- While Labeling boxplot in seaborn with median value is used as a reference, those answers will not work because the whiskers, as plotted by
matplotlib
, aren't easily calculated directly from the data.
- As shown in
matplotlib.pyplot.boxplot
, the whiskers should be at Q1-1.5IQR
and Q3+1.5IQR
, however the whiskers are only drawn to those values when there are outliers.
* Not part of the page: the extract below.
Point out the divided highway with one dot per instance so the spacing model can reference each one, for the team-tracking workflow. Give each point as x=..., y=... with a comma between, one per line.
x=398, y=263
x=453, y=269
Otherwise a whisker is only drawn to the min value below Q1
, and/or the max value above Q3
.
- Look at
days_total_bill.min()
to see that all the low whiskers are only drawn to the minimum value in the columns ({'Thur': 7.51, 'Fri': 5.75, 'Sat': 3.07, 'Sun': 7.25}
)
- How to get boxplot data for matplotlib boxplots shows how to use
matplotlib.cbook.boxplot_stats
to extract all the boxplot stats as used by matplotlib.
boxplot_stats
works with an array of values containing no NaN
. In the case of the sample data, each day (comment 1.) does not contain the same number of values, so instead of doing boxplot_stats(days_total_bill.values)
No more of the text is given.